After two traumatic years, things are finally looking up at Sir Anthony Bamford’s JCB.
An uplift in the firm’s overseas markets, increased market share and increased profits mean that JCB has cause for optimism as it celebrates its 65th birthday – an optimism backed up by the fact that the firm continues with heavy investment for the future and is once again hiring people as production recovers.
The firm was recently boosted by an order for 236 diggers for the British Army.
In 2009 profits increased by a million pounds to £29 million. That’s still well short of the £187 million the company made in 2007, but it’s a step in the right direction, despite lower sales revenue. At the same time the firm has taken on 450 people and is planning to hire another 50 engineers.
The company – the world’s third largest construction equipment brand – grabbed a record-breaking 12.2 per cent market share – but still predicts it will take five years to recover its 2007 position.
The decline in sales in the global construction equipment market had an inevitable effect on the value of the company, but Sir Anthony Bamford is optimistic about the future, citing a return to growth in emerging markets.
With a robustness shown by Sir Anthony’s father and company founder Joe Bamford, investment in JCB’s future continues apace.
The new Heavy Products factory in Uttoxeter – a 450,000 sq ft facility with the capability to build 8,000 machines a year – is in full swing and a new factory in Brazil producing excavators is well-advanced, as is a £20 million investment in a new generation of the iconic JCB backhoe loader, and production of a new eco-range of diggers which give operators massive fuel savings.
And the first 120 students have been enrolled in the £22 million JCB Academy.
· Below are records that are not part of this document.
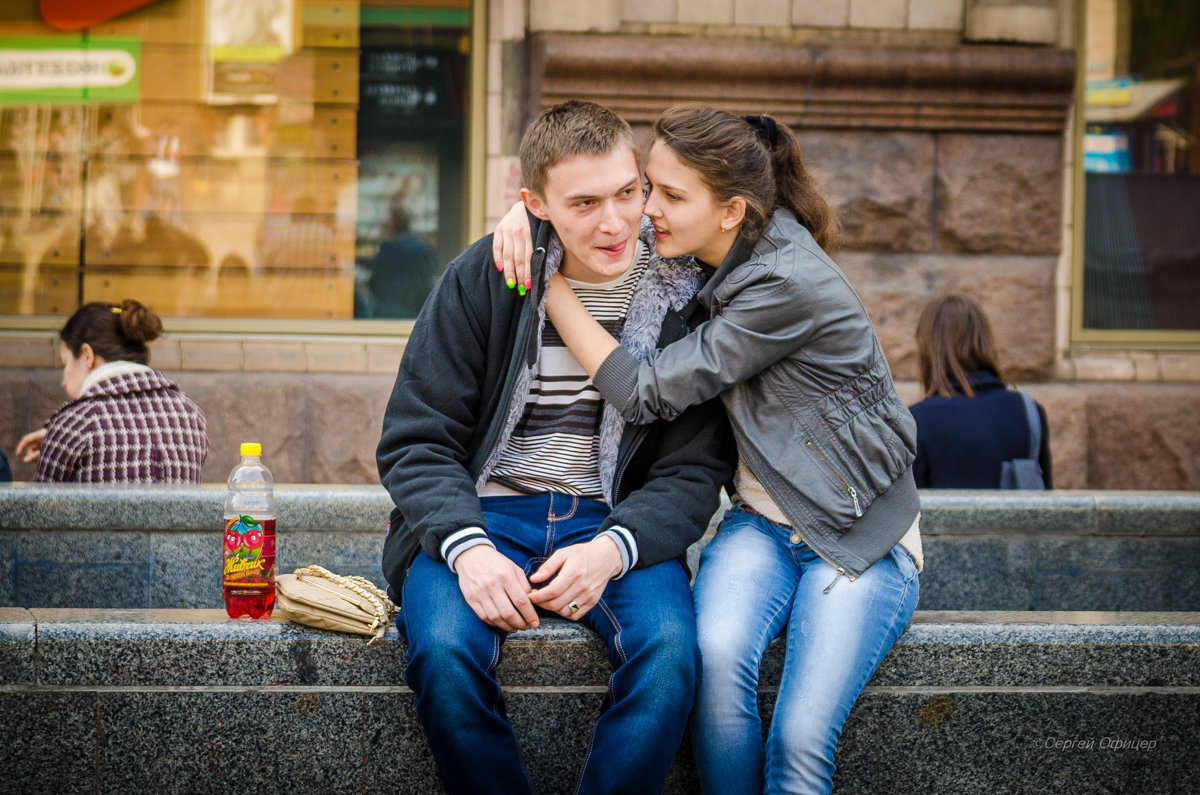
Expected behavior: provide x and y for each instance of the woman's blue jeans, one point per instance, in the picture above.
(753, 584)
(646, 620)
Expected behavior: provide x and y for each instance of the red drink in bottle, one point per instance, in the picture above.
(247, 577)
(249, 580)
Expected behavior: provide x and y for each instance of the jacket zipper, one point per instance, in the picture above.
(850, 489)
(640, 435)
(492, 437)
(841, 572)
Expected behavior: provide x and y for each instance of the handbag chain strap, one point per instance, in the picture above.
(383, 607)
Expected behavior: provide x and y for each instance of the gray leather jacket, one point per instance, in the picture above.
(795, 358)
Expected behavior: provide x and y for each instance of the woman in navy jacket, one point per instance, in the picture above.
(970, 422)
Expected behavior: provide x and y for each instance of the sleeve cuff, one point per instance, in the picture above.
(628, 547)
(617, 377)
(460, 541)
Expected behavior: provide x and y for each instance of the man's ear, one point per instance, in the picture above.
(735, 213)
(534, 203)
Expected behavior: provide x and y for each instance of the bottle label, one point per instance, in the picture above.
(249, 553)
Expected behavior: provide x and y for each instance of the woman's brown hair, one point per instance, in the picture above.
(953, 339)
(114, 332)
(755, 157)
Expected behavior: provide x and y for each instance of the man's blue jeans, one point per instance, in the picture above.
(754, 583)
(646, 620)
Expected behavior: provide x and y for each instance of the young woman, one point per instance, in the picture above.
(822, 538)
(125, 422)
(970, 422)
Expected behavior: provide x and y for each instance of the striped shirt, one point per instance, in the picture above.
(556, 444)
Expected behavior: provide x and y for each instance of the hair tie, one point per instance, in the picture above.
(765, 126)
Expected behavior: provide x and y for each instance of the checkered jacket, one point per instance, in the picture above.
(132, 428)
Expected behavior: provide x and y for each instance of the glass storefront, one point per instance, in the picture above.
(1141, 163)
(220, 159)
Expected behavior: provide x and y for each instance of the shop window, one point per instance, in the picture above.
(251, 166)
(1141, 163)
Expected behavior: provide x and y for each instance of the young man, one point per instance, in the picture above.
(517, 490)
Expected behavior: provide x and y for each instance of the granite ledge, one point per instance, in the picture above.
(365, 508)
(101, 649)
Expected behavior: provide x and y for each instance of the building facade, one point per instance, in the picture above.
(285, 187)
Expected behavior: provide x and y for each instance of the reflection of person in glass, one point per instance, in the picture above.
(402, 272)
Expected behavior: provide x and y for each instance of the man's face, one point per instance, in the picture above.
(595, 204)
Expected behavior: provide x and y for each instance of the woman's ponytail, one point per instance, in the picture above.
(795, 189)
(113, 332)
(139, 323)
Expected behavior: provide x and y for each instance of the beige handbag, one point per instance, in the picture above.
(316, 597)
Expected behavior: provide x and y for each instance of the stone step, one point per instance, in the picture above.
(187, 700)
(87, 547)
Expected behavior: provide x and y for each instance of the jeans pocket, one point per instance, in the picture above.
(904, 562)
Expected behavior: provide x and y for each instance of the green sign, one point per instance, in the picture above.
(70, 70)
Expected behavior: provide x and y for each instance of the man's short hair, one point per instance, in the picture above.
(569, 129)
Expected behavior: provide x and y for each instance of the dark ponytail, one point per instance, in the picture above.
(755, 157)
(796, 191)
(113, 332)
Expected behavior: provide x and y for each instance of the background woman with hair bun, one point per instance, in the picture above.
(125, 422)
(970, 422)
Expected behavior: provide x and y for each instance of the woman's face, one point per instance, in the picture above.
(687, 217)
(75, 369)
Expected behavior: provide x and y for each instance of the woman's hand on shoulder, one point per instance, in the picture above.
(30, 446)
(513, 249)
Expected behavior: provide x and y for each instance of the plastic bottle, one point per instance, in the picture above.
(247, 580)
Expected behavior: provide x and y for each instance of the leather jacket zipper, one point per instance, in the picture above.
(850, 489)
(841, 572)
(640, 432)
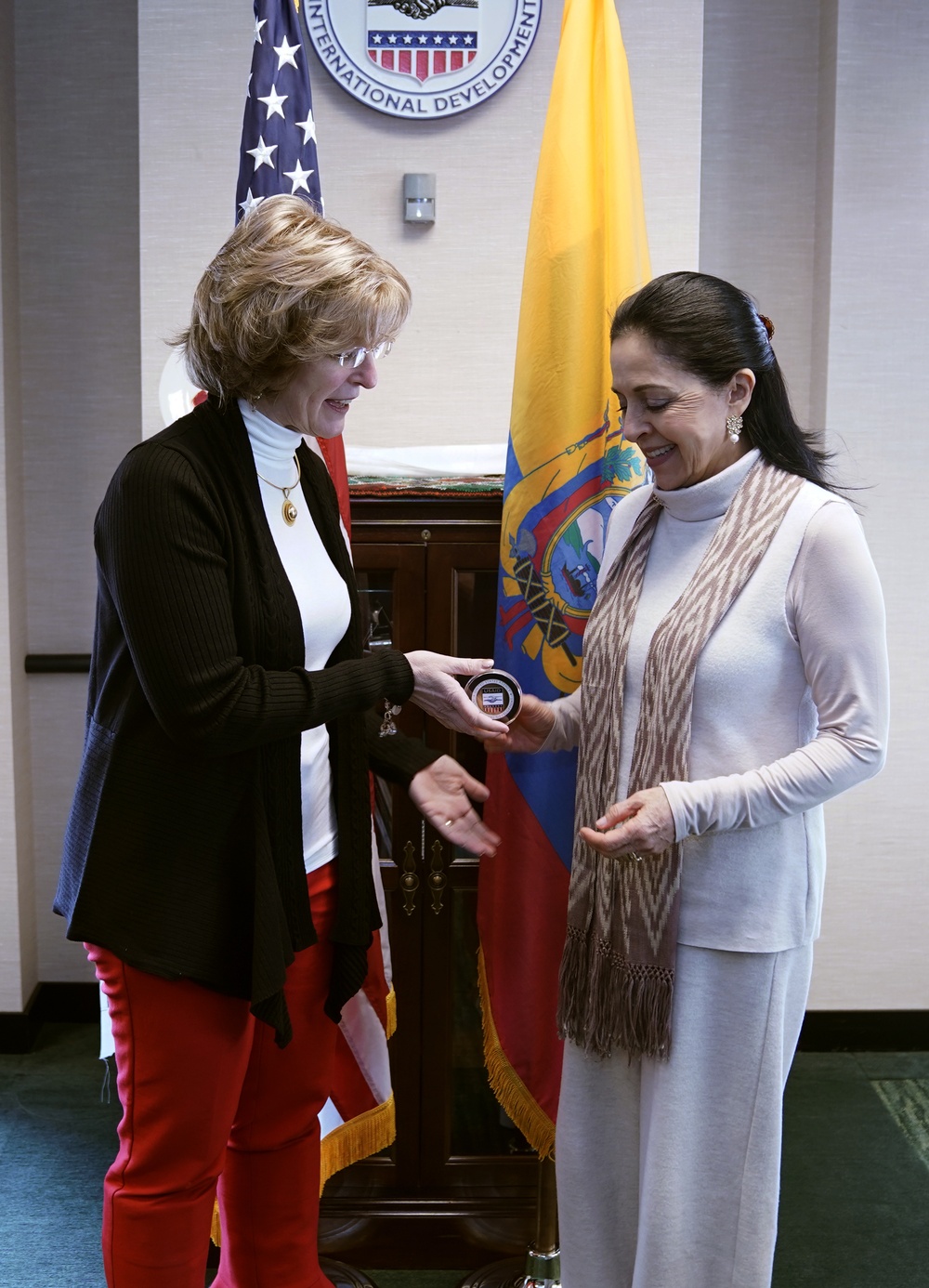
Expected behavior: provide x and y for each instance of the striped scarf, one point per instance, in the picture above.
(618, 967)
Based in the Grade II listed Tutbury Mill in Rocester, the academy – a project of prime importance for Sir Anthony – will train the engineers of the future.
The company has also been celebrating one of its largest ever contracts, with an order for 94 industrial forklift trucks from its materials handling fleet provider, Barloworld Handling.
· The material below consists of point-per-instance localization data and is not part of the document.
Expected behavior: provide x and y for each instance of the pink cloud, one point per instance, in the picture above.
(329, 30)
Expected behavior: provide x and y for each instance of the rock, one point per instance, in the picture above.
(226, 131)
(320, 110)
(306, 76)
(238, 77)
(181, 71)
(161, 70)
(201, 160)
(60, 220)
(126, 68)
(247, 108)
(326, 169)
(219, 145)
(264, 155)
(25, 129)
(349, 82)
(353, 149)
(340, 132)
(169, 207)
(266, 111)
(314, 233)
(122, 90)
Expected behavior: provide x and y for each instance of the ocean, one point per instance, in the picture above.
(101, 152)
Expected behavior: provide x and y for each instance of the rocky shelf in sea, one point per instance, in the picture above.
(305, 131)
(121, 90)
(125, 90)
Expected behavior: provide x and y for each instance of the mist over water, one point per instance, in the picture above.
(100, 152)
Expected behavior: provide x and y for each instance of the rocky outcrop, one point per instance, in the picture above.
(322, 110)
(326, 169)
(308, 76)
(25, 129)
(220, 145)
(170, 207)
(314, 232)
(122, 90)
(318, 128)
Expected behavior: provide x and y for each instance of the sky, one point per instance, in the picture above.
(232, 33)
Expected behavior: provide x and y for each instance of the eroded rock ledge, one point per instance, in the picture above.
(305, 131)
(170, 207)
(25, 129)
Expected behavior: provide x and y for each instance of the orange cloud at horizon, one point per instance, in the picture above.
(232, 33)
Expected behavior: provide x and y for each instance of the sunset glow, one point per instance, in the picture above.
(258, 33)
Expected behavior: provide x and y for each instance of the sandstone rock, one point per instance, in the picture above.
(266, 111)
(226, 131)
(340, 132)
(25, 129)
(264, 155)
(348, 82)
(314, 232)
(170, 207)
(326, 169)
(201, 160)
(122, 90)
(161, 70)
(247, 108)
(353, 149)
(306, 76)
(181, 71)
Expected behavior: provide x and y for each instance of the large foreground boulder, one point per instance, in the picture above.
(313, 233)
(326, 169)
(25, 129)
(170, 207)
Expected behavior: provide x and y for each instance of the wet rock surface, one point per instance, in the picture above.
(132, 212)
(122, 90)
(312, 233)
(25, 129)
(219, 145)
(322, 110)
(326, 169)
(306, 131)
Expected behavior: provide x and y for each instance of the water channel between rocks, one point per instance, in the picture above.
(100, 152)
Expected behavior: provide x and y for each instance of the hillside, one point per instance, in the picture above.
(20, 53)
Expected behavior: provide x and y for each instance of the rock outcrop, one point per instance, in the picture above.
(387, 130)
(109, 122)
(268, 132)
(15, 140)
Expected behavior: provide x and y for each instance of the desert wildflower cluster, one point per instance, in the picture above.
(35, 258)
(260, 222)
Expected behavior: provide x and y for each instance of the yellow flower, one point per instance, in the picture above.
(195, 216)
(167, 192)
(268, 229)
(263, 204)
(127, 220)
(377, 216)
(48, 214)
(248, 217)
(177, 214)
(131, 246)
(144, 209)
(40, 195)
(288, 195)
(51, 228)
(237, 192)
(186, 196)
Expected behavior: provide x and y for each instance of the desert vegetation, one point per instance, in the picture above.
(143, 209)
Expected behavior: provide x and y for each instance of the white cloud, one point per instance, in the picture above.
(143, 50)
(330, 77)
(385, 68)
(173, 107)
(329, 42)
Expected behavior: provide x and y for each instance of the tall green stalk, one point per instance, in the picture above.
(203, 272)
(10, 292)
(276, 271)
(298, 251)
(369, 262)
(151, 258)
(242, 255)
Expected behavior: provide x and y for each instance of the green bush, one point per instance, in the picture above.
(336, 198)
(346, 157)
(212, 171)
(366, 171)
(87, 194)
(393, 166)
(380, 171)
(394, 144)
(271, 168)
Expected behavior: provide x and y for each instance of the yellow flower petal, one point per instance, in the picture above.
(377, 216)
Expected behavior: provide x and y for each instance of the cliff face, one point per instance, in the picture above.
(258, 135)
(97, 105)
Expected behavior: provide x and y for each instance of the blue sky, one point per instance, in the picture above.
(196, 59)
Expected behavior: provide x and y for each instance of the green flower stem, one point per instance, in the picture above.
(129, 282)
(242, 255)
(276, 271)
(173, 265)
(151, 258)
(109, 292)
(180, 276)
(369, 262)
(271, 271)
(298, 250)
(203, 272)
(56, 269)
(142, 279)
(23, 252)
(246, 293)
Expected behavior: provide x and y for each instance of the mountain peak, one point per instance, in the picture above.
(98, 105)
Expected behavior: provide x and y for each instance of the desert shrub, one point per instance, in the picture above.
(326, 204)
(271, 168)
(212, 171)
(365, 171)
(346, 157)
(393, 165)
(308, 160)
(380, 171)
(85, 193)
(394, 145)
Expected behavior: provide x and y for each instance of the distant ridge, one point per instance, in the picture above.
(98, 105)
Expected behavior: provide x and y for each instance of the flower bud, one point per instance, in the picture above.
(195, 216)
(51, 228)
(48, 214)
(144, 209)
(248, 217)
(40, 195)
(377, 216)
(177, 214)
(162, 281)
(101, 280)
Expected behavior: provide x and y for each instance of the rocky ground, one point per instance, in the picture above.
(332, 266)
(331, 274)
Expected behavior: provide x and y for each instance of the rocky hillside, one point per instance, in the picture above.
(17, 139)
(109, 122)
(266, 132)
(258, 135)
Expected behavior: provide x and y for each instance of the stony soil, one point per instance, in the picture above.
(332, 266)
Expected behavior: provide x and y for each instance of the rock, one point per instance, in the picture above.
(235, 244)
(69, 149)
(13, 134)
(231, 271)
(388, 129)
JCB continued to help with disaster relief across the globe, and played a part in the Pakistan flood relief efforts and the epic rescue of 33 Chilean miners.
Sir Anthony and his wife Lady Carole Bamford have homes in Chelsea, Barbados and France and a 1,500 acre estate near Stow-on-the Wold where Lady Bamford also runs Daylesford Organics.
The ex-air hostess founded the company eight years ago and it is now one of the country’s largest working organic farms, with a long list of celebrity customers. The new managing director of Daylesford Organics, Jamie Mitchell, is forecasting a surge in growth and has plans to triple Daylesford’s £10 million turnover. The company has agreed to supply food delivery firm Ocado, and has opened a store and café in Munich.
She also has shops in Pimlico, Notting Hill and Gloucestershire, and a fashion business – Bamford & Sons. The Bamfords also own the 3,000 acre Wootton estate in Staffordshire.
The Bamford’s road to billionairedom began in 1945 when Joseph Cyril Bamford built his first farm trailer in a small garage in Rocester. Now it sells more than 300 different products in 150 countries worldwide.
In November Sir Anthony was appointed as a business ambassador by Prime Minister David Cameron.